Артур нахмурился. В его душе за секунду пронеслось столько мыслей, столько чувств и эмоций, сколько он не смог бы выразить и за весь вечер. Это был и удар обличения, и несправедливый укор. Это было и проявление любви, и проявление нежности со стороны семьи. Но это была и эгоистическая потребность – держать отца семейства, точно верную собаку, всё время сбоку. И то, и другое он читал в наивном пересказе дочки.
– Ты знаешь, – начал Артур так нежно, как только мог, – мама права – ничто не сравнится с тем временем, которое мы проводим все вместе. Важнее дел и вещей быть не может. Но нам нужно что-то кушать и где-то жить, чтобы этого времени у нас было больше. И для этого мне приходится много работать. Я сам этого не хочу. Но такова жизнь. Она редко даёт нам время на действительно важные вещи. Это время нам приходится отвоёвывать и зарабатывать.
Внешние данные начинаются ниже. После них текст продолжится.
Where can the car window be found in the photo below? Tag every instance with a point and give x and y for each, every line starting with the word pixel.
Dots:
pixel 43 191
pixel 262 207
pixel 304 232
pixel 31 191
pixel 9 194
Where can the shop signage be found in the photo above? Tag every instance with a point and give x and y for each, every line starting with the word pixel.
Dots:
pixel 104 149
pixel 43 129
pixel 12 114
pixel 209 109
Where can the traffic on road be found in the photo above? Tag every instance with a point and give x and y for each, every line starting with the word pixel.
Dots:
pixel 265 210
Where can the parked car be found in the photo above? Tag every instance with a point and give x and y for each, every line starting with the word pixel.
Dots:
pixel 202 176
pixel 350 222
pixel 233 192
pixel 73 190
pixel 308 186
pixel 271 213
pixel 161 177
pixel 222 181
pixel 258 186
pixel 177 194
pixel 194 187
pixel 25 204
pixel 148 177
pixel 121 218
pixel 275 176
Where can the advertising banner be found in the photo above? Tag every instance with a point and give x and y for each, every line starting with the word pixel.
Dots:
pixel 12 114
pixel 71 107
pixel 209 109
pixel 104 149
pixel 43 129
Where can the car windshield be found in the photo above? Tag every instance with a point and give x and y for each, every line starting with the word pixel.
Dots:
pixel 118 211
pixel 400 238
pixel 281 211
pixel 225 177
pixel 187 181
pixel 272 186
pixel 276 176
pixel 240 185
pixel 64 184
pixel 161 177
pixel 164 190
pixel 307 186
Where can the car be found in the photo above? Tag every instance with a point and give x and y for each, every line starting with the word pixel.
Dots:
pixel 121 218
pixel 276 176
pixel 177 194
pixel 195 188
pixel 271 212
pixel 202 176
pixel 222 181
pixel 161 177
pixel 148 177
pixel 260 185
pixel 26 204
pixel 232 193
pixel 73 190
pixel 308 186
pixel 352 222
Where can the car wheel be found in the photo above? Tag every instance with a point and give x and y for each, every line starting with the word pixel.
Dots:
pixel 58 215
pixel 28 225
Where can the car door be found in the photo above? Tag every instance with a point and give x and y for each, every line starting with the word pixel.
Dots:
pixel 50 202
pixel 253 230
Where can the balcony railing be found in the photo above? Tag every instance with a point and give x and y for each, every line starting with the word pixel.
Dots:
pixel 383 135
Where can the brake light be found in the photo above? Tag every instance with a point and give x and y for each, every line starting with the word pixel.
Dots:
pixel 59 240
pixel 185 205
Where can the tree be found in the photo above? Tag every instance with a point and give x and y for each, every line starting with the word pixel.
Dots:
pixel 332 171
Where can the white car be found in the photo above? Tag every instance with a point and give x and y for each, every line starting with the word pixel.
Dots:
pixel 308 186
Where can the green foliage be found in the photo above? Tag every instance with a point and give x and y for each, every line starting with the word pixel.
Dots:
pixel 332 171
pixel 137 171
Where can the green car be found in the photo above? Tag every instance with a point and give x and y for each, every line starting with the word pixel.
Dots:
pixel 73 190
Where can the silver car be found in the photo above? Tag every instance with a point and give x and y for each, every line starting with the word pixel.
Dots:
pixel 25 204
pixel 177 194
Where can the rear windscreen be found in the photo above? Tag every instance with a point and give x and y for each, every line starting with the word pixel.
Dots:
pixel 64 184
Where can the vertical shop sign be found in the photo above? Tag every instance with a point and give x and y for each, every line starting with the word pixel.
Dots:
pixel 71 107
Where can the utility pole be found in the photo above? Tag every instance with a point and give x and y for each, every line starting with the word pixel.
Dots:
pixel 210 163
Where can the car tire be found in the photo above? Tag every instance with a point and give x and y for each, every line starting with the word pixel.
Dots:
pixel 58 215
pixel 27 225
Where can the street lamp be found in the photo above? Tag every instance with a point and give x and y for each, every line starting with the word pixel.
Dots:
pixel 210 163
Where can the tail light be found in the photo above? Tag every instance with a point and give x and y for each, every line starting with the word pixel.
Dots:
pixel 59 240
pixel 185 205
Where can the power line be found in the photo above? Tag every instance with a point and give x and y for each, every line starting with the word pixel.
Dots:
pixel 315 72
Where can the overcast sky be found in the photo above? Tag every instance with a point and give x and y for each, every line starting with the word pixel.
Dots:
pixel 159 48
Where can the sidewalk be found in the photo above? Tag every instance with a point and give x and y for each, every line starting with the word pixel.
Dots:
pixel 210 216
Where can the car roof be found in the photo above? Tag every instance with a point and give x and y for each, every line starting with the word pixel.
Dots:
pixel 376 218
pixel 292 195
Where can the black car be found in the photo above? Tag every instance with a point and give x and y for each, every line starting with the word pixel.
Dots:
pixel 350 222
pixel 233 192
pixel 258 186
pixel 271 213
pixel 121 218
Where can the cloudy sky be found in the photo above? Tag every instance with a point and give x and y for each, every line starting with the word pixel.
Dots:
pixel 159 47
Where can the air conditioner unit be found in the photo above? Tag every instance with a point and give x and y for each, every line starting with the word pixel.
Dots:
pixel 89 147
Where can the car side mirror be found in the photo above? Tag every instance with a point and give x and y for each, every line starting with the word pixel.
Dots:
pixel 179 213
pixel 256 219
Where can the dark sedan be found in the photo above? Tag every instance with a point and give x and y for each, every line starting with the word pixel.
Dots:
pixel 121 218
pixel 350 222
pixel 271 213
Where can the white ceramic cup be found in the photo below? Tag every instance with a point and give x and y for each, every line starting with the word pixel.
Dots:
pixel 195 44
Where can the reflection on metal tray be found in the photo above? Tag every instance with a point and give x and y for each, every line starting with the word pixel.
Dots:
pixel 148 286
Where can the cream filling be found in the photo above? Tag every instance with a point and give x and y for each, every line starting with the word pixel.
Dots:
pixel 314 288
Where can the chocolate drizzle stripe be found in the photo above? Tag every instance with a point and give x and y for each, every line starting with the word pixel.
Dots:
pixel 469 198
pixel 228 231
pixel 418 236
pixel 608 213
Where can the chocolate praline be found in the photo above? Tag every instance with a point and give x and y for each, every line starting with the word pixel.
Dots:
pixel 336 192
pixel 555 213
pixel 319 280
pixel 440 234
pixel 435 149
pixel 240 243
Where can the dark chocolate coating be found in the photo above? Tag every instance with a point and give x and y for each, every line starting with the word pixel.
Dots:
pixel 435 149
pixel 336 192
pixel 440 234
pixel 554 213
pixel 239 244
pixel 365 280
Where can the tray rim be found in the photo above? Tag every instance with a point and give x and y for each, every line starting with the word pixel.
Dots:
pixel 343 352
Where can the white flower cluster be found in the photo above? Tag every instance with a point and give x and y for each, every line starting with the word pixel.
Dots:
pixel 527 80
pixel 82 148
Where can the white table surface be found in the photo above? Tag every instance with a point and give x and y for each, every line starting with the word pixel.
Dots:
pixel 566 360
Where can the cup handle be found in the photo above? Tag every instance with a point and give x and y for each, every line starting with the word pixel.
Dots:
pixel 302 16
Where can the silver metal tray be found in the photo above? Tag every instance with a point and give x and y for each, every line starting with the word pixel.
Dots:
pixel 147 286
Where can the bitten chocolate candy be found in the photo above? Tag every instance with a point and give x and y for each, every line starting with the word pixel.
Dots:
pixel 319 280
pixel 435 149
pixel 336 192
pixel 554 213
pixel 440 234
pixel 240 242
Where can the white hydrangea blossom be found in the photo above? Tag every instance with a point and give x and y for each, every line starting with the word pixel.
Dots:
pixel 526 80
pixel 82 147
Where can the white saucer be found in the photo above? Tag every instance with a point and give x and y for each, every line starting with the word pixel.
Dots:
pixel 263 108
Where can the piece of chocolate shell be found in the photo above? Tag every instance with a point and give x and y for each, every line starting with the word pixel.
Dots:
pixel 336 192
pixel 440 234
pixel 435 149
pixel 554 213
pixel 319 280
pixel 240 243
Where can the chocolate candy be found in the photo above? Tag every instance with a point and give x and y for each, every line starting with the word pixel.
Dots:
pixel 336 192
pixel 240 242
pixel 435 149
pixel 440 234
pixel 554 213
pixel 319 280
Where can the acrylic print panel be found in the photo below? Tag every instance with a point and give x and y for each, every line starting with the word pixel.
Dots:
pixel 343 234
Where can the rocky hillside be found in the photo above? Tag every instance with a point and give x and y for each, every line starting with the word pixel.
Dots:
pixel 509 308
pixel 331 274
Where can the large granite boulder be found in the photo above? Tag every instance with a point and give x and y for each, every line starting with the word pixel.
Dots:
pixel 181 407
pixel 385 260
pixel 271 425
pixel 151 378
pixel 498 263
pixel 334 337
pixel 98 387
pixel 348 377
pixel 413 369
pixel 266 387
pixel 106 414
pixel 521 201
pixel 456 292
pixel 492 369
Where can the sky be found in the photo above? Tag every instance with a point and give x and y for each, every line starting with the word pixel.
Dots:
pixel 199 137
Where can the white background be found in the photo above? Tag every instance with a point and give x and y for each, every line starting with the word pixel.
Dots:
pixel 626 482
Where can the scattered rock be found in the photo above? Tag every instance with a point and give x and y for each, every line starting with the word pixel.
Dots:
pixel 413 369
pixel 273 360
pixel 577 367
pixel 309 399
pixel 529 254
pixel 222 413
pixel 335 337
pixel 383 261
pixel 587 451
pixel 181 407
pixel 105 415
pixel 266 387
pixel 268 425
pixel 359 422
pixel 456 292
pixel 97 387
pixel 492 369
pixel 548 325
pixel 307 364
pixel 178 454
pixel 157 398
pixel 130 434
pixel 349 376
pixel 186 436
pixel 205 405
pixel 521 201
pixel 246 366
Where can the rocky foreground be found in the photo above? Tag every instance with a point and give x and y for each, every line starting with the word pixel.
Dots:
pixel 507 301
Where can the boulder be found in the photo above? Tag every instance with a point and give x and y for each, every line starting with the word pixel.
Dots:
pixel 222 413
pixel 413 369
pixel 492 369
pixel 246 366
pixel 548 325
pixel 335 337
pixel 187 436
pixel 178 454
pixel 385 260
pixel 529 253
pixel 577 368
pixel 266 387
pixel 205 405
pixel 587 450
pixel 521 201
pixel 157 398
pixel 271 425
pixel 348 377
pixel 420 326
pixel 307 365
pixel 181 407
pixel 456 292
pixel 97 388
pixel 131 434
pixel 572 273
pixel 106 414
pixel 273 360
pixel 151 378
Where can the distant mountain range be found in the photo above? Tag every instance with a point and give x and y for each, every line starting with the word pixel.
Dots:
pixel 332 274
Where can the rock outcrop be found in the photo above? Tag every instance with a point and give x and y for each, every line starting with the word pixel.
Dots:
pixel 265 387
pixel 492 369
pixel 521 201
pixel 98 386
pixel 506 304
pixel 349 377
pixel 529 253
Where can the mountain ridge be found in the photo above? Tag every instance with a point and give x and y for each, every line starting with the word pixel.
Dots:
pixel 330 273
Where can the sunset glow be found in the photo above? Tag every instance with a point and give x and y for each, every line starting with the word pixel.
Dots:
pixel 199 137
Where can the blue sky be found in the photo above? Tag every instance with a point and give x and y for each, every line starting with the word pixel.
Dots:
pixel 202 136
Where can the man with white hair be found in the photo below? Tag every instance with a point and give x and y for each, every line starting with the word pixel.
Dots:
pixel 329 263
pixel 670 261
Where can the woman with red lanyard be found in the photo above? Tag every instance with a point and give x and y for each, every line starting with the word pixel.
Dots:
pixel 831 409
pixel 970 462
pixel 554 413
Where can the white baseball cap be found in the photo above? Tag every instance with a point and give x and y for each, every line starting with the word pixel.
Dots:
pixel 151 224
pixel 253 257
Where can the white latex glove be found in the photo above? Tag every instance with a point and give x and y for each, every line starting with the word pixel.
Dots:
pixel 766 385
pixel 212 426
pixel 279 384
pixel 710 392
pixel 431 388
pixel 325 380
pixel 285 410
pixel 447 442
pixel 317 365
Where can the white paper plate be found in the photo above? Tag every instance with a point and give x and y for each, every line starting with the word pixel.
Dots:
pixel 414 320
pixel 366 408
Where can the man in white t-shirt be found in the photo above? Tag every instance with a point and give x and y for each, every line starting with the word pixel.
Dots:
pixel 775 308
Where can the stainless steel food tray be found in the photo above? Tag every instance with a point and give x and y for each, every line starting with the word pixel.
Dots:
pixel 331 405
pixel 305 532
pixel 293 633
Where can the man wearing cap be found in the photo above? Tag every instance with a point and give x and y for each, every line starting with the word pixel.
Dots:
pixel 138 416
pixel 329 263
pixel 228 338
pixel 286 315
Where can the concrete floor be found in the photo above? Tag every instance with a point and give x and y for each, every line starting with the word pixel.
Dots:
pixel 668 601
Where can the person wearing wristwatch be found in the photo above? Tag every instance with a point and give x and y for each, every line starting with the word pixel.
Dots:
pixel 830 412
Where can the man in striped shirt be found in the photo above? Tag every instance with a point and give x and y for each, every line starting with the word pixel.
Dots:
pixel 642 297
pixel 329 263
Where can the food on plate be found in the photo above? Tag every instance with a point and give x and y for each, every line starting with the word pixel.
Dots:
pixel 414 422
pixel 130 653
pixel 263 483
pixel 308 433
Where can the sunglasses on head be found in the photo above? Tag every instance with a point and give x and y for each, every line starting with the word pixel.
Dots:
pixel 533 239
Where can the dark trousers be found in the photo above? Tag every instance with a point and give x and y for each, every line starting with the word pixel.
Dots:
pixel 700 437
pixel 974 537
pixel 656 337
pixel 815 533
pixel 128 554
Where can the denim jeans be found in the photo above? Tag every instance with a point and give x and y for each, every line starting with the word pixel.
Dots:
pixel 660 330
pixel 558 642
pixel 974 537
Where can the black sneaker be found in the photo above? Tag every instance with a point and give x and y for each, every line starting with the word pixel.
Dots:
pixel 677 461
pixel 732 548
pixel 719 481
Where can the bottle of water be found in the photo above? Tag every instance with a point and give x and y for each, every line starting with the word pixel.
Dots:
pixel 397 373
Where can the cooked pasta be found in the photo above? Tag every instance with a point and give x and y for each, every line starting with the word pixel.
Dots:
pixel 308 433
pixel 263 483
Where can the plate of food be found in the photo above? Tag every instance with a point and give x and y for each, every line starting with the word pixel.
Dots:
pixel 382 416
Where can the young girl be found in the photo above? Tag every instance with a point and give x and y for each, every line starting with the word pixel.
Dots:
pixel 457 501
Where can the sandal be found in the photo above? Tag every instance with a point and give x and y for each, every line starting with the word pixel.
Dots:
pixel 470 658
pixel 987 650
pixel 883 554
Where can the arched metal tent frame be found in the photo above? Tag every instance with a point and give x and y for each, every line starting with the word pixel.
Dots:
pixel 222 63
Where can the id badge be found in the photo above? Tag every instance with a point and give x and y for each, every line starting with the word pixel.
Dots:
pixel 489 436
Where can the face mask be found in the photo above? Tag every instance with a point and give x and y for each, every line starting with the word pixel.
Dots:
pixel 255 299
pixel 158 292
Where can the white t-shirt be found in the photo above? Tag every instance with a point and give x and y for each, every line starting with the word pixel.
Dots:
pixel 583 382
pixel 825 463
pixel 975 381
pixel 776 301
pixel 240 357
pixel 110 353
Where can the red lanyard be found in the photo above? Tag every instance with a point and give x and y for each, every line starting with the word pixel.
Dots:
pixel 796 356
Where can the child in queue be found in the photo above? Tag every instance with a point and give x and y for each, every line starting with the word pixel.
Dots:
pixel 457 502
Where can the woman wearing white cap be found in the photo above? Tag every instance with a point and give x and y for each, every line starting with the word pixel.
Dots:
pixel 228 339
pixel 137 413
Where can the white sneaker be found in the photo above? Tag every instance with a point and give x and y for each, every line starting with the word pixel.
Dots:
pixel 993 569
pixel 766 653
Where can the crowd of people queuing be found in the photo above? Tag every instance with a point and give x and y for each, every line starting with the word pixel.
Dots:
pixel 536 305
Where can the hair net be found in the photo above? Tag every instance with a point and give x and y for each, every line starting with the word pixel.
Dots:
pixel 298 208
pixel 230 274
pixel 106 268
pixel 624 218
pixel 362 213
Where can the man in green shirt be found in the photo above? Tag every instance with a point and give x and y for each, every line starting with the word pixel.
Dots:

Девочка поникла головой. Она понимала всё, что отец хотел ей сказать. Но что могут сделать слова против эмоций? Эмоции жаждут дел, решений, поступков, на худой конец, обещаний, хотя бы и лживых… Но слова, объяснения, увещания – вряд ли успокоят шторм внутри бушующего океана сердца. А океан этот буен и бескраен, даже в таком маленьком сердечке, как у одиннадцатилетней Бити. Артур это понял и не стал продолжать оправдания.
– Мама на кухне, – с трудом продавив комок в горле, сказала девочка. – Она тебя давно ждёт.
После этих слов Бити с прежней стремительностью ринулась обратно и скрылась за дверью в детской. Дверь за её спиной громко хлопнула, и послышался скрежет механизмов – девочка закрылась на замок.
Артур пожал плечами, скинул грязные ботинки и, на ходу стягивая куртку, пошёл в сторону кухни. Оттуда доносился приятный аромат жареных овощей и печёного мяса. При этом хозяйка не сидела с чувством выполненного долга, а продолжала кружиться, быстро
И через секунду стало ясно почему. Артур подкрался к жене, резко обхватил руками и крепко прижался к её спине.
– Клэм, я соскучился! – нежно прошептал он, уткнувшись носом в тёмную кожу на мускулистой шее. Клэм еле заметно улыбнулась, но тут же спрятала все положительные эмоции и нарочито грубо оттолкнула супруга. Тот не ослаблял хвата, и в итоге оба подались назад и чуть было не перевернули обеденный стол.
– Ты почему так долго? – спросила Клэм, когда освободилась от сильных рук мужа.
– Выезжали за город, там нужно было антенну поправить.
– Тебе заплатили за это?
– Не-е-ет, – протянул Артур. – Это была моя вина. Мы все ездили исправлять мою ошибку. Хорошо хоть не заставили всей бригаде из своего кармана доплачивать.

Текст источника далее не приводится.